Le thèmes du lien invisible entre deux êtres
Journaliste :
Ce thème du lien finalement invisible entre les êtres et de la rencontre aussi, souvent de personnages d'ailleurs plutôt adolescents, c'est quelque chose qui traverse à la fois la filmo de Shinkai, mais aussi beaucoup d'animés. Est-ce que c'est quelque chose qui vous touche vous particulièrement et est-ce que c'est ce qui fait aussi le côté universel et intemporel de l'histoire ?
Yoshiyuki Okuyama :
Oui, je suis tout à fait d'accord avec vous. Et en particulier ce film là, "5 centimètres par seconde" je trouve, pour compléter, c'est aussi une histoire de re-rencontre. Takaki va retrouver ces sentiments qu'il éprouvait lorsqu'il était enfant et au lycée, à travers diverses retrouvailles qu'il va faire. Pas seulement des retrouvailles humaines, mais aussi en retrouvant cette sonde Voyageur ou le Golden Record, ce disque, tout ce qui a trait au motif, à la thématique de l'espace, de l'univers. En s'y confrontant de nouveau, il va retrouver des sentiments, des sensations qu'il avait éprouvées dans le passé. Et rencontrer de nouveau en fait, la manière avec laquelle le monde lui paraissait aussi riche avant.

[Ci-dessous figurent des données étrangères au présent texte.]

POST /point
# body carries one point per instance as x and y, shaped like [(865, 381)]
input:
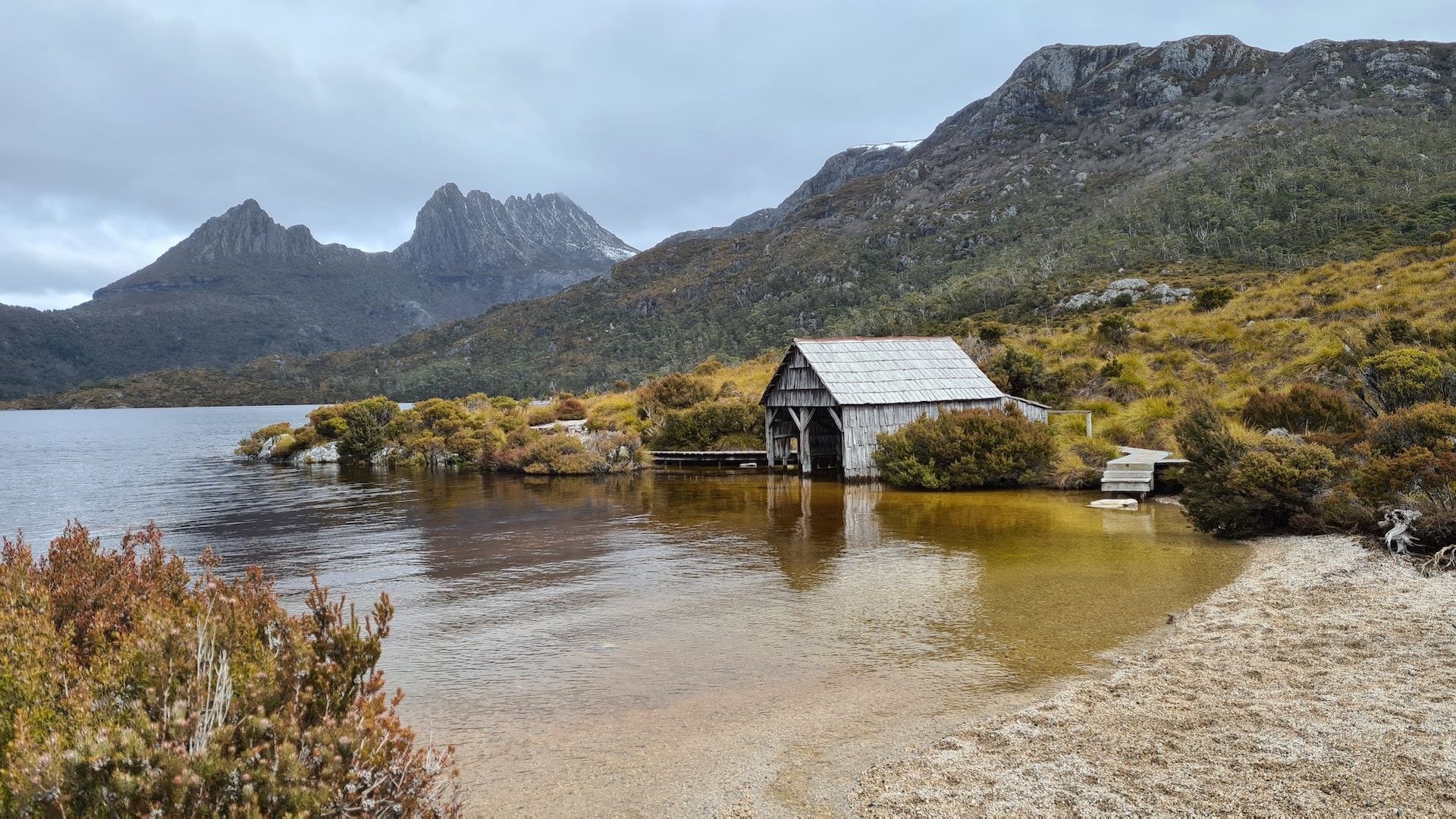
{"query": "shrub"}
[(1022, 373), (974, 447), (253, 445), (1232, 490), (990, 333), (1277, 480), (1116, 328), (539, 416), (364, 426), (714, 425), (1405, 376), (571, 409), (1304, 409), (1212, 453), (676, 391), (332, 428), (1210, 299), (1427, 426), (130, 689)]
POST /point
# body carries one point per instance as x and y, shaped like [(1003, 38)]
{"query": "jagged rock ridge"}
[(243, 286), (1191, 156), (849, 164)]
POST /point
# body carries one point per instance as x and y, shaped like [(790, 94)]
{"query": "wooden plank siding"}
[(797, 385), (836, 397)]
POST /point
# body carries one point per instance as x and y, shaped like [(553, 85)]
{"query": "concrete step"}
[(1128, 485)]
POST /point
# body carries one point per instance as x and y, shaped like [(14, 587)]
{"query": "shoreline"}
[(1320, 681)]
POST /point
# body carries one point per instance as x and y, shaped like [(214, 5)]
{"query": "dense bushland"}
[(131, 687), (965, 449)]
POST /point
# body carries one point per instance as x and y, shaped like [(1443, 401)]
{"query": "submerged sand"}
[(1321, 682)]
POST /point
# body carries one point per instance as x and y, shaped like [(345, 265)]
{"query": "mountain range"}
[(243, 286), (1191, 162)]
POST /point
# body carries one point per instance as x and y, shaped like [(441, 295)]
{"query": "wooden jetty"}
[(1136, 469)]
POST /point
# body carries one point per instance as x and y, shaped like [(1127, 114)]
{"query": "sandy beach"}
[(1321, 682)]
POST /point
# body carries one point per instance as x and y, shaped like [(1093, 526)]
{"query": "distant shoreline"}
[(1315, 684)]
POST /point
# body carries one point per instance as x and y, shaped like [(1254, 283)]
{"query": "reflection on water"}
[(651, 643)]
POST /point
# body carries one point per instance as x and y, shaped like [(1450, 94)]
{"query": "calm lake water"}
[(647, 645)]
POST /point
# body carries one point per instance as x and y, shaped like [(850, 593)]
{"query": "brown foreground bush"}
[(130, 689), (965, 449)]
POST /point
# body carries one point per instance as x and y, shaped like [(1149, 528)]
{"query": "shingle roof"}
[(896, 371)]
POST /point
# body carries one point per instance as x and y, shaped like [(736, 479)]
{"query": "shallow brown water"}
[(657, 643)]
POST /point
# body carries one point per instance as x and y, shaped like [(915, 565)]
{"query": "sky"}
[(124, 124)]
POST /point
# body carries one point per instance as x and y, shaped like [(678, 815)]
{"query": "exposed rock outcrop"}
[(471, 232), (243, 286), (1133, 289)]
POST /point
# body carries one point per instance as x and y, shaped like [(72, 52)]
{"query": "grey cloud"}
[(128, 123)]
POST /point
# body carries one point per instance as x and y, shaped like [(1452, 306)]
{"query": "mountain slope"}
[(1187, 162), (242, 286), (849, 164)]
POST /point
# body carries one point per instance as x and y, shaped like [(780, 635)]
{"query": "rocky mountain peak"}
[(242, 231), (476, 232)]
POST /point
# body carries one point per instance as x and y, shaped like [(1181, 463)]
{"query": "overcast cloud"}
[(124, 124)]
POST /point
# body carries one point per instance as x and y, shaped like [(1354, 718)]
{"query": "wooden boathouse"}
[(833, 397)]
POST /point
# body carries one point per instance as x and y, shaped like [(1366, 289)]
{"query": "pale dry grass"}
[(1321, 682)]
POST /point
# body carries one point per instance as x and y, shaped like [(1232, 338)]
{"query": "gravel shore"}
[(1321, 682)]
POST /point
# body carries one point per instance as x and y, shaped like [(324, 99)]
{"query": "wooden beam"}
[(767, 433), (836, 419), (799, 422), (805, 460)]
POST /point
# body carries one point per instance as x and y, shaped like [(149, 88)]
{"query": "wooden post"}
[(802, 420), (769, 413)]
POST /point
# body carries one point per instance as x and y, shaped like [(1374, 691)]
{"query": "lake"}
[(658, 643)]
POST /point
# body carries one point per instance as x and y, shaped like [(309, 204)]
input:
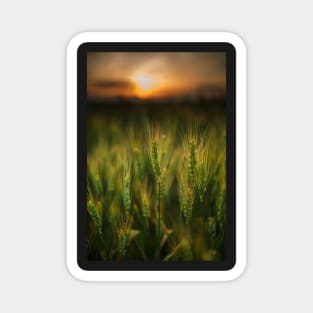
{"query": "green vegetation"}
[(156, 187)]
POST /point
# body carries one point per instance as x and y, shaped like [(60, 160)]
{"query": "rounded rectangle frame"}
[(240, 157)]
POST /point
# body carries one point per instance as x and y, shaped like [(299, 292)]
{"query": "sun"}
[(145, 84)]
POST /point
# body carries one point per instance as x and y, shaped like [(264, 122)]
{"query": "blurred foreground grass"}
[(156, 187)]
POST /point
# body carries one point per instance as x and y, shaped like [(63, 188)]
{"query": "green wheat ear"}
[(126, 187), (155, 159), (212, 230), (188, 205), (192, 164), (123, 238)]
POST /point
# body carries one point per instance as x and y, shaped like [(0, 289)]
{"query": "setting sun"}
[(145, 84)]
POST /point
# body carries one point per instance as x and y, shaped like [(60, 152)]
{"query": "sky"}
[(156, 74)]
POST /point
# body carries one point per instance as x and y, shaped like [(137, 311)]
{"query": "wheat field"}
[(156, 188)]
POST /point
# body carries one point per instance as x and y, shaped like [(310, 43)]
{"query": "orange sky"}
[(155, 74)]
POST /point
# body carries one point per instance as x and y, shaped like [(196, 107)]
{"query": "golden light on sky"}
[(145, 84), (156, 74)]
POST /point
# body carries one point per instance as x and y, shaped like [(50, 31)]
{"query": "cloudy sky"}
[(160, 74)]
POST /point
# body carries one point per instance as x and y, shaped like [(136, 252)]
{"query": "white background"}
[(33, 274)]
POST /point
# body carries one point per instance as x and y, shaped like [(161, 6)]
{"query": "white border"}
[(239, 267)]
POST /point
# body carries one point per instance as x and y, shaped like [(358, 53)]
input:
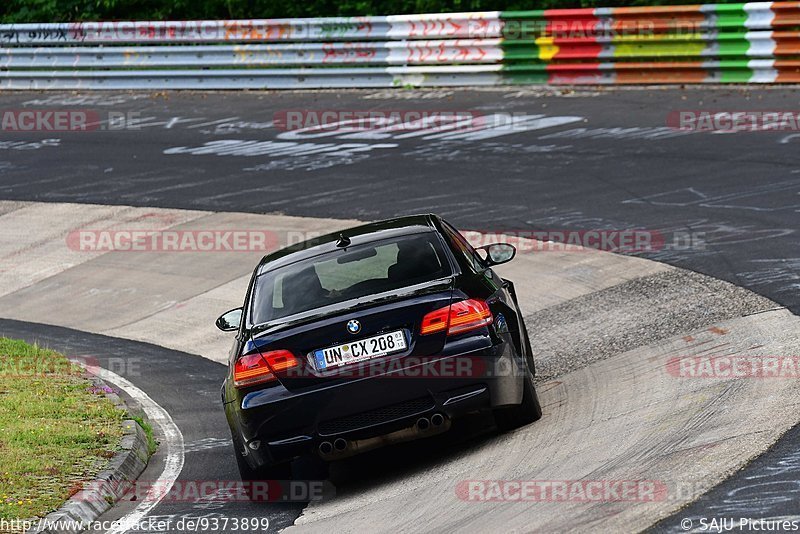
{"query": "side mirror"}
[(230, 320), (498, 253)]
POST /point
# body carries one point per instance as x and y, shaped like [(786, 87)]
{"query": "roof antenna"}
[(343, 241)]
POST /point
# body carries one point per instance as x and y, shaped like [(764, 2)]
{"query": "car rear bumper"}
[(277, 425)]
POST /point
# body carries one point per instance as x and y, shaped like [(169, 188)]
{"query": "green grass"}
[(152, 444), (56, 430)]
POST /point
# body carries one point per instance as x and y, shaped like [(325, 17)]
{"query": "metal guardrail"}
[(744, 43)]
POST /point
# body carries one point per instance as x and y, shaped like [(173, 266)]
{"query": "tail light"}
[(259, 368), (457, 318)]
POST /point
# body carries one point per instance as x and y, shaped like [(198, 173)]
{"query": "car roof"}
[(358, 235)]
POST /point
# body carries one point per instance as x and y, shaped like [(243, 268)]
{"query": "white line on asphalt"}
[(173, 465)]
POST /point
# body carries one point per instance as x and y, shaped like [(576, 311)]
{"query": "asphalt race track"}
[(194, 407), (592, 161), (726, 204)]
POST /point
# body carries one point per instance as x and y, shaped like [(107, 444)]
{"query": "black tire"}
[(529, 410)]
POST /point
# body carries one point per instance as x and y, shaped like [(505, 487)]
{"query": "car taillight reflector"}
[(259, 368), (457, 318)]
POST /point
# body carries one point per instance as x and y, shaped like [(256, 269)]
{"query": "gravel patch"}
[(640, 312)]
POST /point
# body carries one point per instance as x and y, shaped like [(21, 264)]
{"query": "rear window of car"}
[(347, 274)]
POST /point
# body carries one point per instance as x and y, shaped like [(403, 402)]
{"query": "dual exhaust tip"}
[(340, 445), (326, 448), (436, 420)]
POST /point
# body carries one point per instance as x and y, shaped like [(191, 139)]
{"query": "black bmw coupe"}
[(382, 333)]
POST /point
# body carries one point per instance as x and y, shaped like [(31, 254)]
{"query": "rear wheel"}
[(528, 411)]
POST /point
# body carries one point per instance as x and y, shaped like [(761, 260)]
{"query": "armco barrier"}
[(711, 43)]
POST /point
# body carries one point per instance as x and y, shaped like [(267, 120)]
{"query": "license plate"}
[(359, 350)]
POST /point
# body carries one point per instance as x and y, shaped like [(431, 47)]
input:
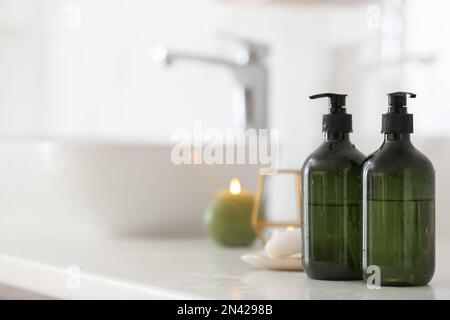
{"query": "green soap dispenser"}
[(398, 204), (332, 193)]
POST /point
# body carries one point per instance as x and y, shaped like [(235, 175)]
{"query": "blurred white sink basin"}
[(118, 188)]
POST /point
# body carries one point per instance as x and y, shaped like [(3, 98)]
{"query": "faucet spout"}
[(250, 81)]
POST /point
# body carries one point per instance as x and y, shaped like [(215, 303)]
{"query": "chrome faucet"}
[(249, 69)]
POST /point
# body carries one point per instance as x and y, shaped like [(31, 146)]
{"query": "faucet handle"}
[(249, 50)]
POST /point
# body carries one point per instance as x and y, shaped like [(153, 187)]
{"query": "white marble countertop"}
[(174, 269)]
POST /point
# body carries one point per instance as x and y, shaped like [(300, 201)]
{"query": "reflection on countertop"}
[(174, 269)]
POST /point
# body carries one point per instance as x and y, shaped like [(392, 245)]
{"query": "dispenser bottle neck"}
[(397, 137), (336, 136)]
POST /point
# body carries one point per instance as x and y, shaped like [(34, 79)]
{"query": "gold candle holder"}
[(259, 225)]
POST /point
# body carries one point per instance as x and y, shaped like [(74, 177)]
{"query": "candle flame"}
[(235, 186)]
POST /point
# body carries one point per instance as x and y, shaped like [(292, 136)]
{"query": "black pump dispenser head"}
[(338, 120), (398, 120)]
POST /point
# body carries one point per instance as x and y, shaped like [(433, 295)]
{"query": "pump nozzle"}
[(338, 120), (399, 99), (398, 120)]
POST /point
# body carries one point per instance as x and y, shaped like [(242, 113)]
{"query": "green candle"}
[(228, 217)]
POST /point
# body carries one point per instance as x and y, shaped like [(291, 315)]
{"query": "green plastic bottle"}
[(332, 194), (399, 204)]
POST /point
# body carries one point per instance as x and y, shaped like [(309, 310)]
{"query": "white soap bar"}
[(284, 244), (261, 260)]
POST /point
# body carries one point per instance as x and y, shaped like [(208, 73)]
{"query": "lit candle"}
[(228, 217)]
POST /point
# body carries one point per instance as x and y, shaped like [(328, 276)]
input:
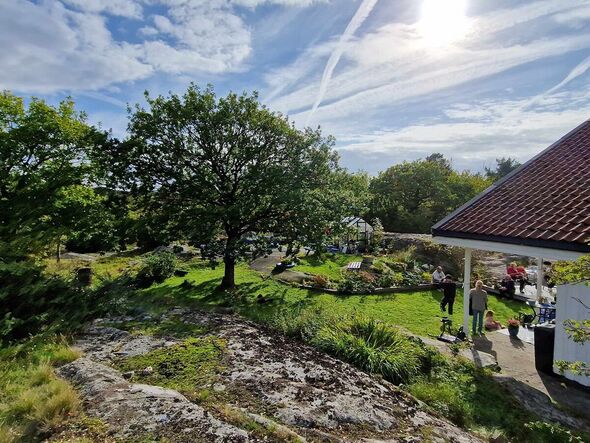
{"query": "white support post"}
[(466, 289), (540, 278)]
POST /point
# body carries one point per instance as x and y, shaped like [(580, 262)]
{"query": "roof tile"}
[(549, 198)]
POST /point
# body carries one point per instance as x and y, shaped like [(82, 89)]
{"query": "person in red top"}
[(518, 273)]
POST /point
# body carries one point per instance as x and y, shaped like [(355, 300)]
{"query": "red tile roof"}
[(545, 202)]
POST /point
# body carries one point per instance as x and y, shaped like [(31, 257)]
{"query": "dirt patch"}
[(269, 378)]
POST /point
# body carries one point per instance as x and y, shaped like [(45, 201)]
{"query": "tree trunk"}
[(58, 250), (229, 259), (228, 281)]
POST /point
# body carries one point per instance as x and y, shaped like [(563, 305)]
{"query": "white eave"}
[(509, 248)]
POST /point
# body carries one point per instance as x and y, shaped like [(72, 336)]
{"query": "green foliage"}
[(156, 268), (572, 271), (218, 167), (329, 265), (186, 367), (32, 399), (33, 302), (443, 397), (354, 282), (43, 165), (413, 196), (373, 347), (543, 432)]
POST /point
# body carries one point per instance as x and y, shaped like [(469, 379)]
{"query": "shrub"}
[(356, 282), (302, 324), (320, 281), (543, 432), (373, 347), (156, 268), (31, 302), (389, 279), (32, 399), (444, 397)]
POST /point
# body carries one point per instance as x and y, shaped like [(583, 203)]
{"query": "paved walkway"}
[(537, 391)]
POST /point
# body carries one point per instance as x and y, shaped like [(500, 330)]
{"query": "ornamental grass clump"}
[(373, 347)]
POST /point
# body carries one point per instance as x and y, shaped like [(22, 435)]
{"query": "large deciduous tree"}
[(43, 171), (412, 196), (223, 166)]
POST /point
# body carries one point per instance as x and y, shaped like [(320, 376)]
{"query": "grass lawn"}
[(103, 267), (329, 266), (418, 312)]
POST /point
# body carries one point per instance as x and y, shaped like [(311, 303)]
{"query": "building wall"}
[(570, 305)]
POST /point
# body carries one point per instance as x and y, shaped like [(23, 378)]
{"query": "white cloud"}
[(255, 3), (69, 46), (123, 8), (394, 64), (52, 48), (474, 134)]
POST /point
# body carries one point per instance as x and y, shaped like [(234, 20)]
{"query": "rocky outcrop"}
[(269, 377), (137, 409)]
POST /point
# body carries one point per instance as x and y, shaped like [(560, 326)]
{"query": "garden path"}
[(534, 389), (266, 265)]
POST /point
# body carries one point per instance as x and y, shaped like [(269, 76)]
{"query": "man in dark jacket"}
[(449, 288)]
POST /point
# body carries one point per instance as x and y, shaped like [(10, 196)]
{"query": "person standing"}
[(438, 276), (449, 288), (507, 287), (479, 301)]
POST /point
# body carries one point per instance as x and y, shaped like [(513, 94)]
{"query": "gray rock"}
[(133, 409)]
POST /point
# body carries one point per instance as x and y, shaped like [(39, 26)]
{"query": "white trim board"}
[(509, 248)]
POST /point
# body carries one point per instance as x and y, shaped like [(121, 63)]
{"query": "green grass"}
[(102, 268), (32, 399), (328, 265), (418, 312)]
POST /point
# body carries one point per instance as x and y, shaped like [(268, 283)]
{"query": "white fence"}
[(573, 302)]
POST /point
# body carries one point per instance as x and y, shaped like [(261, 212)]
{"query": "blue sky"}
[(391, 80)]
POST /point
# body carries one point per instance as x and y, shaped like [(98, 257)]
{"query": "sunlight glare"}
[(442, 22)]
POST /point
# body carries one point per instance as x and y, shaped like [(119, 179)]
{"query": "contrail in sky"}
[(579, 70), (357, 20)]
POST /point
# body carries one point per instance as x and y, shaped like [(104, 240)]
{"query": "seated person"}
[(507, 287), (490, 323), (512, 271), (438, 276)]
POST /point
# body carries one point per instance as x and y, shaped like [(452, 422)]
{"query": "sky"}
[(391, 80)]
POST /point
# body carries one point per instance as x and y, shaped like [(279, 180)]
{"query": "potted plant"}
[(513, 327)]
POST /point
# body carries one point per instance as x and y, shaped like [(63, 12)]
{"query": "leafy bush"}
[(31, 302), (320, 281), (543, 432), (302, 324), (32, 399), (373, 347), (390, 279), (444, 397), (357, 282), (156, 268)]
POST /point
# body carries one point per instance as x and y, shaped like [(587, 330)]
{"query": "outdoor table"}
[(546, 312)]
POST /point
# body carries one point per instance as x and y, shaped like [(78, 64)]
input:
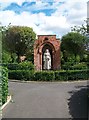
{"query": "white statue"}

Et en tous cas, à titre personnel, je pense que justement ce sont ces retrouvailles qui nous font avancer dans la vie. C'est le moment en fait, où des sentiments qu'on a éprouvés, des comportements qu'on a eu dans le passé, quand on arrive à les connecter à ce qu'on est aujourd'hui et en prendre conscience, ce sont des moments où on se dit que la vie est assez amusante, assez intéressante... Et donc ce thème des retrouvailles, ce thème permet de retrouver la personne qu'on était avant et le fait d'accumuler ce type d'expériences rend nos vies plus riches. Et c'est ce que j'ai essayé d'exprimer à travers ce film.
De la séparation et des retrouvailles
Journaliste :
Et justement, et ce sera ma dernière question, le film est construit sur un équilibre assez fin entre finalement la découverte enfantine et les doutes que peuvent avoir les adultes. Et puis d'un autre côté, entre la sorte justement de nostalgie, de spleen qu'ils peuvent éprouver et un message positif à la fin qui vise à dire, et je crois que c'est dit tel quel : « tout ira bien ». Est-ce que c'est important aujourd'hui, d'autant plus peut-être qu'en 2007, de dédramatiser pour un public adolescent les séparations que peuvent amener la vie ou la bifurcation justement des trajectoires de chacun ?
Yoshiyuki Okuyama :
Je pense que, par rapport à 2007, aujourd'hui on a beaucoup moins l'expérience de la séparation. Aujourd'hui on peut reprendre contact facilement à travers les emails. Et c'est pas seulement avec les gens, mais aussi nos souvenirs, notre mémoire... On oublie beaucoup moins les choses, parce qu'il suffit de prendre son smartphone pour retrouver des photos de nos souvenirs du passé, pour retrouver des mails. Ces retrouvailles dont je parlais tout à l'heure, elles peuvent se faire dans un temps beaucoup plus court qu'avant. Avant, elles se faisaient dans un temps beaucoup plus long, ce qui rendait ces moments d'autant plus précieux. Et cela permettait de nous rendre compte à quel point les choses avaient changées. À titre d'exemple, entre quelqu'un qu'on voit tous les jours et quelqu'un qu'on va retrouver après 10 ans sans l'avoir vu, on va dans le deuxième cas voir beaucoup plus clairement les évolutions de cette personne après 10 ans de séparation. Donc pour répondre à votre question, oui pour moi c'était important de montrer qu'aujourd'hui, en 2025, ces moments-là de retrouvailles sont importants. Car on a tendance à oublier à quel point cela peut avoir du sens.